Berkowitz’s satanic cult claims are difficult to dismiss. He has stated he cannot reveal everything he knows about the cult because doing so could jeopardize the safety of his family members. As for his own safety, an attempt was made on his life in 1979 when a fellow inmate (whom he refused to identify) attacked him with a knife. The wound required a total of fifty-two stitches. It was around this time when Berkowitz named John Carr and John Carr’s brother, Michael, as fellow cult members, along with their father, the aforementioned Sam Carr. Both John and Michael Carr died under extremely suspicious circumstances: John died in February 1978, from a rifle shot to the face (an apparent suicide), and Michael died in October1979, as a result of an apparent drunk-driving accident, despite his clinical aversion to alcohol.
Even if Berkowitz did act alone and the cult part of his story was a fabrication, there remains an occult motivation to the killings.

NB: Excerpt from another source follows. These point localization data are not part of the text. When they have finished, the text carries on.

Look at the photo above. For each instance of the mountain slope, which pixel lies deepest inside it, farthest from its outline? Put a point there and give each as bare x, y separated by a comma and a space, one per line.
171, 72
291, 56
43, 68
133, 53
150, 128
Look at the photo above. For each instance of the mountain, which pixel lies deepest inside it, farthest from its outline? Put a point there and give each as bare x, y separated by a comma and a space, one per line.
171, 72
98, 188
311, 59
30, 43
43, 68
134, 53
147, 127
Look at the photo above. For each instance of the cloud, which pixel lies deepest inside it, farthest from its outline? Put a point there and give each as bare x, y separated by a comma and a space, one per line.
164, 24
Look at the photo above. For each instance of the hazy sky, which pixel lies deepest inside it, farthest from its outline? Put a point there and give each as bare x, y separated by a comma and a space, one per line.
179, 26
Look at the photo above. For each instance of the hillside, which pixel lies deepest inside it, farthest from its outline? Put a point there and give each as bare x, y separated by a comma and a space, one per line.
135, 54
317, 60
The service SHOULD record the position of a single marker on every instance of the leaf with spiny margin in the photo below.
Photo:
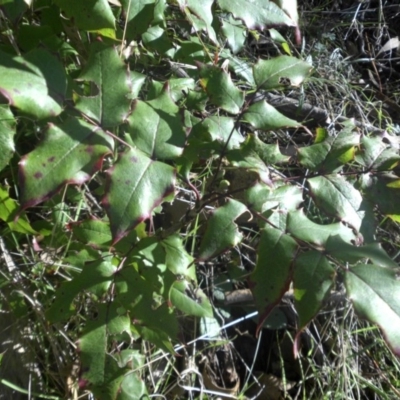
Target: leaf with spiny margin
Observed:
(7, 132)
(89, 15)
(375, 294)
(377, 189)
(156, 128)
(203, 16)
(69, 154)
(304, 229)
(375, 154)
(272, 275)
(331, 154)
(263, 116)
(338, 248)
(109, 105)
(35, 84)
(256, 14)
(222, 232)
(261, 197)
(136, 185)
(337, 197)
(96, 277)
(191, 301)
(312, 280)
(139, 16)
(220, 89)
(280, 72)
(235, 33)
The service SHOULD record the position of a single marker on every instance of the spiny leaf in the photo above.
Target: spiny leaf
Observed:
(263, 116)
(69, 153)
(273, 273)
(110, 104)
(35, 84)
(304, 229)
(156, 127)
(90, 15)
(256, 13)
(338, 197)
(375, 293)
(222, 233)
(280, 72)
(136, 185)
(220, 88)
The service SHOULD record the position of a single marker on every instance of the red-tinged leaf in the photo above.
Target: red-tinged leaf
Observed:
(220, 89)
(109, 105)
(375, 294)
(156, 128)
(312, 280)
(280, 72)
(222, 233)
(69, 154)
(136, 185)
(35, 84)
(274, 269)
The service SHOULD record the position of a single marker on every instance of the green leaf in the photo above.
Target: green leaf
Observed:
(35, 84)
(7, 132)
(89, 15)
(331, 154)
(109, 105)
(221, 90)
(272, 275)
(234, 32)
(304, 229)
(338, 197)
(375, 154)
(312, 280)
(156, 127)
(139, 15)
(222, 233)
(69, 153)
(280, 72)
(189, 300)
(263, 116)
(375, 292)
(256, 13)
(136, 186)
(338, 248)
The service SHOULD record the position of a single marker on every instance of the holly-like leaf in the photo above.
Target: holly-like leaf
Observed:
(375, 154)
(222, 233)
(136, 185)
(221, 90)
(280, 72)
(156, 127)
(89, 15)
(263, 116)
(375, 293)
(109, 105)
(330, 154)
(304, 229)
(189, 300)
(7, 132)
(347, 252)
(338, 197)
(256, 14)
(69, 153)
(35, 84)
(273, 273)
(312, 281)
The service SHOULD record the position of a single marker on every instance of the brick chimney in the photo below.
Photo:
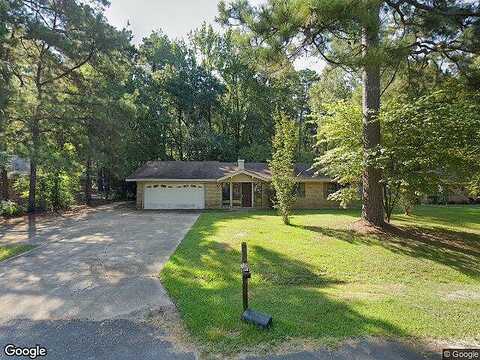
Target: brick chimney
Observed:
(241, 164)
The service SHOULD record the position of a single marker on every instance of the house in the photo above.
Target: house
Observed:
(215, 185)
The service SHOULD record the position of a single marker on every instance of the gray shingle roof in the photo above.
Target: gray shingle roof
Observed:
(209, 170)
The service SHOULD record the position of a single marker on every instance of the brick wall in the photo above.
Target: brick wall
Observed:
(213, 195)
(315, 197)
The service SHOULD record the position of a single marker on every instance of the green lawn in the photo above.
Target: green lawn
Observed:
(323, 282)
(8, 251)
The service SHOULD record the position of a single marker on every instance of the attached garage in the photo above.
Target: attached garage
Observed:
(174, 196)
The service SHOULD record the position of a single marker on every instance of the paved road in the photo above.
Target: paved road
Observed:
(85, 290)
(373, 349)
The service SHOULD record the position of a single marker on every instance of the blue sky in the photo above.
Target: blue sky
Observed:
(175, 17)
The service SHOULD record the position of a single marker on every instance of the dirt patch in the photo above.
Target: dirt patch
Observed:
(167, 319)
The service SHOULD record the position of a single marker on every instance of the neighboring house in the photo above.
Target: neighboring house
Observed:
(216, 185)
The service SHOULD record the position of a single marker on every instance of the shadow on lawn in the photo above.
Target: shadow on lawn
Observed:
(204, 279)
(456, 249)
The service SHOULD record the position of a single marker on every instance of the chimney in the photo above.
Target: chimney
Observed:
(241, 164)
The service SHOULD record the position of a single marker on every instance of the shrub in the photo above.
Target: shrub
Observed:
(10, 208)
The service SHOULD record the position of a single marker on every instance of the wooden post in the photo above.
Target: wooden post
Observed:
(253, 192)
(245, 276)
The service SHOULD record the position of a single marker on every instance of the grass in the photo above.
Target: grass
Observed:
(324, 282)
(8, 251)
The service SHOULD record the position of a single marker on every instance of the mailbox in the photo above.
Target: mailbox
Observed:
(249, 315)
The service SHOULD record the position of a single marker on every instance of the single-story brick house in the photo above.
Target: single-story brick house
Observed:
(216, 185)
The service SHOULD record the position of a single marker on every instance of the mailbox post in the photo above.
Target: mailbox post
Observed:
(251, 316)
(245, 275)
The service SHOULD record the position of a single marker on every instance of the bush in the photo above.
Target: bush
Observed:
(10, 208)
(54, 191)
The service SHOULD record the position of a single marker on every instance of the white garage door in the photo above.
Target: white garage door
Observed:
(165, 196)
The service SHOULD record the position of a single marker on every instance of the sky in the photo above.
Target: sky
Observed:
(176, 18)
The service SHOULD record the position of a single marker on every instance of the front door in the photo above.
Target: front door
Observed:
(246, 194)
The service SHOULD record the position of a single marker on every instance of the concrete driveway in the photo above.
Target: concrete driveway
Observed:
(94, 278)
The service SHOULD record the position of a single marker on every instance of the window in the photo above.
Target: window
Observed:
(299, 190)
(237, 194)
(257, 194)
(225, 194)
(330, 188)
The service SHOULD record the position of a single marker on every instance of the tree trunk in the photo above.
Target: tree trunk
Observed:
(33, 166)
(372, 196)
(88, 182)
(4, 180)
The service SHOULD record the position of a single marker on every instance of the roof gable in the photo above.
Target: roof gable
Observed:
(211, 170)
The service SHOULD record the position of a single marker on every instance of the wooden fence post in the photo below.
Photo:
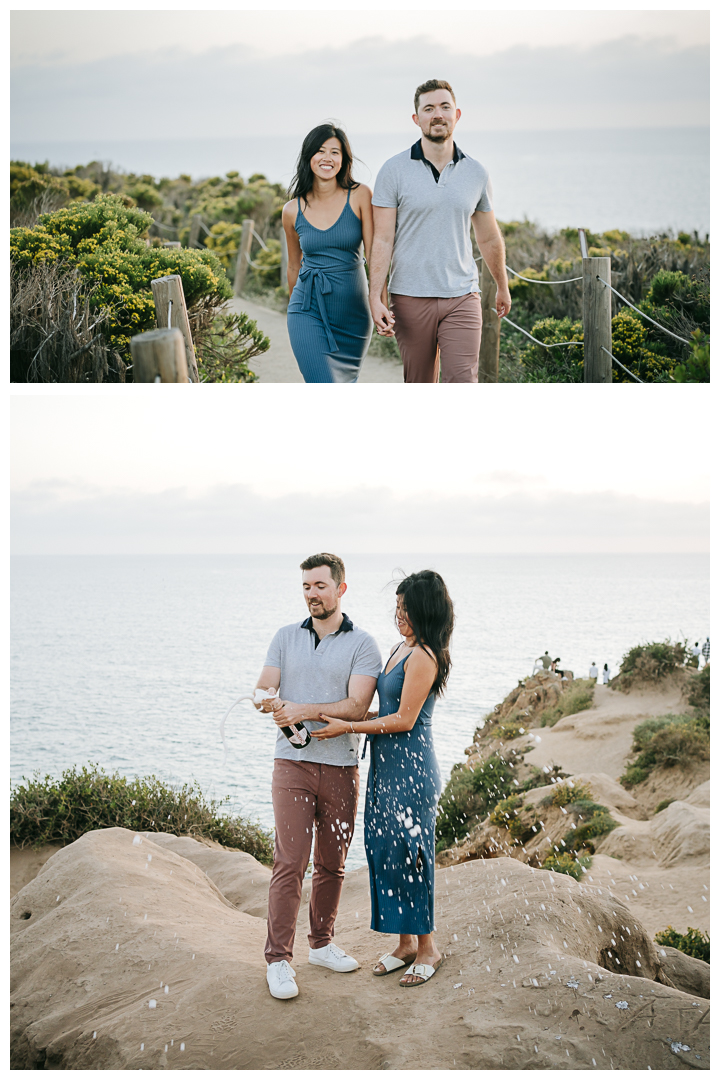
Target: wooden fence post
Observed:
(166, 291)
(193, 240)
(490, 341)
(159, 356)
(283, 258)
(597, 321)
(243, 255)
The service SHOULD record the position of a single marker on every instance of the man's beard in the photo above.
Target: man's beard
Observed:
(323, 612)
(439, 137)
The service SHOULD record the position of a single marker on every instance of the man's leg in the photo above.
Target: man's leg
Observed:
(416, 329)
(294, 800)
(337, 806)
(459, 332)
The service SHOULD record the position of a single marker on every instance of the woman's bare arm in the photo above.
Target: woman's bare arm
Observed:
(420, 672)
(294, 250)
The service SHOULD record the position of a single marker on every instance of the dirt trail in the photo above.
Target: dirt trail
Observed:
(279, 364)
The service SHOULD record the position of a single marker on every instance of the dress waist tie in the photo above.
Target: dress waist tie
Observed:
(316, 280)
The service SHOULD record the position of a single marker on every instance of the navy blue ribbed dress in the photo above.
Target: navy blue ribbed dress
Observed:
(328, 316)
(401, 806)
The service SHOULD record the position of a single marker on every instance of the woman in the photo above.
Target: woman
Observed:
(404, 781)
(329, 216)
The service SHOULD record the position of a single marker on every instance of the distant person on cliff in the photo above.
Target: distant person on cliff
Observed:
(404, 782)
(327, 223)
(424, 202)
(545, 661)
(325, 663)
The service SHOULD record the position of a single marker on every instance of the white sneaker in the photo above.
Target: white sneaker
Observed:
(280, 980)
(333, 957)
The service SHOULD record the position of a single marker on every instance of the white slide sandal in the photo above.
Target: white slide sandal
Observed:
(391, 962)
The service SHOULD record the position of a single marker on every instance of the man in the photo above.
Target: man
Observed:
(423, 204)
(324, 664)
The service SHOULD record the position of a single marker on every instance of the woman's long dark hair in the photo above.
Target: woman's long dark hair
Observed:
(430, 612)
(302, 181)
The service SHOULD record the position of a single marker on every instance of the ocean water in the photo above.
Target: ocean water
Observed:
(131, 662)
(642, 180)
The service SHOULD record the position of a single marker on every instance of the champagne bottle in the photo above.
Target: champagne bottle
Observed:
(297, 734)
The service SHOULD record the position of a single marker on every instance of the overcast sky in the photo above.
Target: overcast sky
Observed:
(240, 73)
(181, 471)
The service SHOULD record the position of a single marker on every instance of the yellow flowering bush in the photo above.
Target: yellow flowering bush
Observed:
(629, 345)
(105, 240)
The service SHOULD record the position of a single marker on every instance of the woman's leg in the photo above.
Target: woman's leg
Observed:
(407, 947)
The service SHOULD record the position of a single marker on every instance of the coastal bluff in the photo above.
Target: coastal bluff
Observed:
(141, 952)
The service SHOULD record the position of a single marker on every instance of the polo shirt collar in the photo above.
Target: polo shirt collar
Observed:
(417, 154)
(344, 625)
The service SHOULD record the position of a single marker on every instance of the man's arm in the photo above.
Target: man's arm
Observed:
(383, 239)
(492, 248)
(354, 706)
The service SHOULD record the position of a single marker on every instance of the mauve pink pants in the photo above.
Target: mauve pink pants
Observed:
(307, 795)
(424, 324)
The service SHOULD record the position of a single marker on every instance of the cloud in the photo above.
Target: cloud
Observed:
(64, 518)
(238, 92)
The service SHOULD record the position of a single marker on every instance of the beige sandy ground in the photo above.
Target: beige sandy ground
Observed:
(280, 365)
(540, 971)
(110, 926)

Berkowitz had a deep and obsessive interest in magic and the occult. At the time of his arrest, police searched his apartment to find its walls covered in “satanic graffiti.” And here’s where the lunar element creeps into the story: of the eight attacks Berkowitz committed, five of them occurred on a night when the Moon was either new or full. Some would call this merely a coincidence. Others would say Berkowitz acted, to some extent, under the Moon’s maleficent influence; it triggered his violent tendencies. Others — myself included — would say Berkowitz performed the killings in a ritualistic fashion, whereby he choose to murder on nights when the Moon was new or full because of the occult and magical significance of those occasions.